Demander à la France de démanteler de ses propres mains l’œuvre de Vauban pour la satisfaction de s’annexer cent quatre-vingt-dix-neuf mille habitans, c’était se faire du sentiment de notre dignité une étrange idée. M. Benedetti témoigna par son silence combien l’offre était déplaisante ; il n’aurait pu la relever qu’en termes indignés et il n’avait pas mission d’amener une rupture.

En somme, nos affaires n’avaient pas cheminé d’un pas ; l’alliance française répugnait toujours au roi, et l’intérêt de son système défensif, autant que son point d’honneur militaire, ne lui permettaient pas d’évacuer le Luxembourg. Telle était la réalité des choses, et il fallait qu’on eût à Paris une somme d’illusions bien grande pour s’y méprendre. Les négociations poursuivies dans de pareilles conditions n’avaient aucune chance d’aboutir.

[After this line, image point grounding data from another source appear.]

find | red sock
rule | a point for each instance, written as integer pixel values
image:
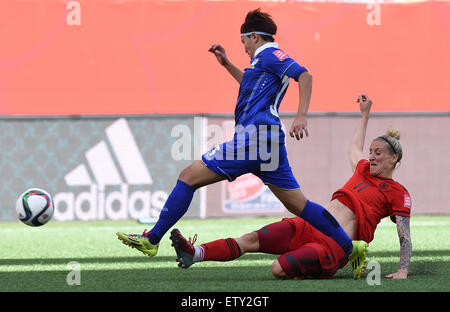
(221, 250)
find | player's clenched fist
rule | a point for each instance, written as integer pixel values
(220, 54)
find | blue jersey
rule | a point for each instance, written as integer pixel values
(263, 86)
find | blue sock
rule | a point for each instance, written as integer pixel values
(175, 207)
(322, 220)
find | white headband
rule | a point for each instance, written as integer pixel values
(256, 32)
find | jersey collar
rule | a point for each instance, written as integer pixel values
(265, 46)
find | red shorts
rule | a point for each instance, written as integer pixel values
(305, 252)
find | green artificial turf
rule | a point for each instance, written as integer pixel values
(37, 259)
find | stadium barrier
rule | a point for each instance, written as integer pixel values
(124, 167)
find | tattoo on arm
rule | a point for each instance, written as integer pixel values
(405, 241)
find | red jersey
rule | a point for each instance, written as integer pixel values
(372, 198)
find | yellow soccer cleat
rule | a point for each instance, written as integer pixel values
(140, 242)
(358, 258)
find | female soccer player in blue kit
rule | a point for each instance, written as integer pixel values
(258, 144)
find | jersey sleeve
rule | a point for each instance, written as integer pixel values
(280, 64)
(401, 205)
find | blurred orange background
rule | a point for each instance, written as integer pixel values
(149, 56)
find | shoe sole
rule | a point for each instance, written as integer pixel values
(358, 268)
(138, 246)
(174, 237)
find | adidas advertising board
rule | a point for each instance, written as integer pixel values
(95, 169)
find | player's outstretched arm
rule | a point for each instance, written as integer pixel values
(405, 248)
(357, 143)
(223, 60)
(299, 125)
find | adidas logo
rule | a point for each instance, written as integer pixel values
(119, 166)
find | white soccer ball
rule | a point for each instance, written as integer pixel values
(34, 207)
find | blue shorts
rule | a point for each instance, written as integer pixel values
(237, 157)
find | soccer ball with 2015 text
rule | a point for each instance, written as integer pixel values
(34, 207)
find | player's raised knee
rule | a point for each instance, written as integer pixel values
(248, 242)
(277, 270)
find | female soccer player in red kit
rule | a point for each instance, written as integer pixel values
(368, 196)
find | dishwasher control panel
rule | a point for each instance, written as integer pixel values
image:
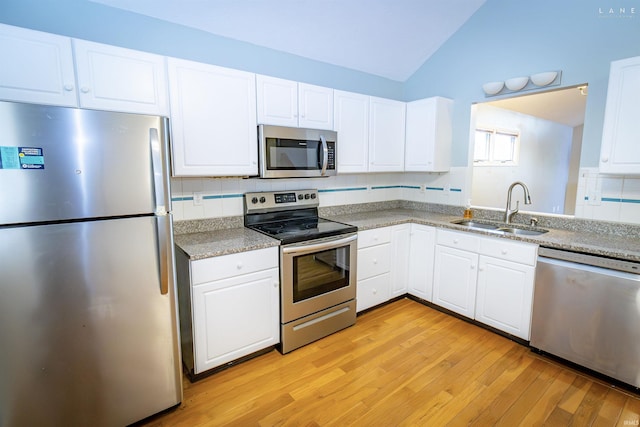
(588, 259)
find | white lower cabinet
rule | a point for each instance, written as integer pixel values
(235, 306)
(486, 279)
(374, 267)
(454, 282)
(421, 261)
(400, 236)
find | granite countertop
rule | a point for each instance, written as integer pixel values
(598, 238)
(598, 243)
(206, 244)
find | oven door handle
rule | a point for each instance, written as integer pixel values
(314, 247)
(325, 155)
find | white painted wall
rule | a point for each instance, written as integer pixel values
(542, 142)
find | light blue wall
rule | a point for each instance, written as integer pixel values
(91, 21)
(512, 38)
(505, 38)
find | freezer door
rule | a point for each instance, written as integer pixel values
(65, 163)
(87, 336)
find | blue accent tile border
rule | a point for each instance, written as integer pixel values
(337, 190)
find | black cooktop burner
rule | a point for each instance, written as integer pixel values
(290, 216)
(301, 230)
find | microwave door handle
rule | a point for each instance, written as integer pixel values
(325, 155)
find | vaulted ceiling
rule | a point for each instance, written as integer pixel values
(387, 38)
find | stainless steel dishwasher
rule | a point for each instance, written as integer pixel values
(586, 309)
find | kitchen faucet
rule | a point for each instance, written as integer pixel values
(508, 212)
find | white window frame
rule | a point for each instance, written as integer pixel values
(490, 160)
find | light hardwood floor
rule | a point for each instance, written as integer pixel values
(403, 364)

La situation qui était faite à notre représentant auprès de la cour de Prusse était étrange et nouvelle dans l’histoire de la diplomatie. M. Benedetti ne traitait ni avec le roi ni même avec son gouvernement ; il n’avait en face de lui que la personne de M. de Bismarck, qui, causant et ne stipulant pas, n’offrait aucune garantie officielle et se dérobait à tout instant soit derrière la volonté royale, soit derrière les objections du parti militaire. Il ne pouvait approcher le roi qu’après avoir sollicité une audience motivée, et recourir à ce moyen quelque peu solennel, c’était risquer d’indisposer le ministre et de tout compromettre. À Paris, les choses ne se passaient pas de la sorte. L’ambassadeur du roi Guillaume trouvait moyen de s’introduire à chaque heure dans le cabinet de l’empereur ; il était l’invité de toutes les séries à Compiègne et à Fontainebleau, et il pouvait ainsi, dans le contact de l’intimité, en dehors du contrôle du ministre des affaires étrangères, traiter directement avec le souverain et lui arracher par surprise, comme il avait réussi à le faire le 23 juillet, les concessions les plus regrettables.

M. Benedetti sentait ce que sa situation avait d’anormal et de délicat ; il s’en plaignait et menaçait même par momens de quitter son poste si l’on devait permettre à M. de Goltz d’empiéter sur ses prérogatives. Mais il retirait sa démission sur les instances de ses amis ; il connaissait leurs embarras ; il savait qu’ils avaient à cœur de prouver au pays que le gouvernement n’était pas sorti les mains vides des événemens.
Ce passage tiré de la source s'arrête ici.